For someone who wasn’t around during Tiny Tim’s heyday, the most surprising part of von Sydow’s documentary is just what a large part of the zeitgeist the performer was for quite a few years running. An appearance on “Rowan and Martin’s Laugh-in” in 1968 catapulted the falsetto-voiced ukulele player to national fame, the public fascinated by his odd persona and unique musical style. He became a regular on “The Tonight Show,” even going so far as to get married on the show, a spectacle in every sense of the word. Apparently always the consummate performer, Tiny Tim was always “on” when he needed to be, relishing fame and attention so much that, even if he was the butt of the joke, all that mattered was that he was in the room. Far from the sort of mainstream heartthrob on movie screens at the time, he was nevertheless a talented musician who chose to embrace his oddities and peculiarities in order to create a memorable, entertaining persona.

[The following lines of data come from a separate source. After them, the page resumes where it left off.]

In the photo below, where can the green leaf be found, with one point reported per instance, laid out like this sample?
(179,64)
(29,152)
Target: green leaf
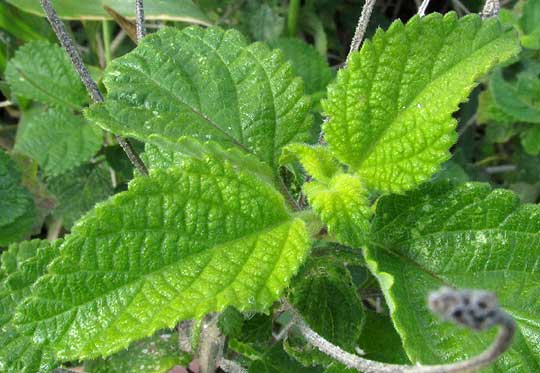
(391,108)
(307,63)
(512,101)
(19,352)
(466,236)
(79,190)
(530,140)
(316,160)
(17,209)
(177,245)
(342,204)
(177,10)
(209,84)
(58,140)
(328,300)
(43,72)
(156,354)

Von Sydow mostly glosses over some of what might be the more questionable aspects of Tiny Tim’s fame and resulting encounters and relationships. “Miss Vicki,” the woman he married on “The Tonight Show” was actually only a teenager, just 17 years old to Tiny Tim’s 37 years. He was estranged from his only daughter, born with Vicki, and his later relationships were also apparently with very young women; his wife at the time of his death (from a heart attack) was “Miss Sue,” a woman he met when she was a teenager and she sent him adoring fan mail. Which is perhaps the most perplexing part of Tiny Tim’s life story, that even in (or perhaps because of) all his oddness, he still attracted such a loyal and dedicated following, their testament to his influence now preserved on film.
Tiny Tim: King for a Day is now streaming in virtual cinemas, including with Music Box Theatre.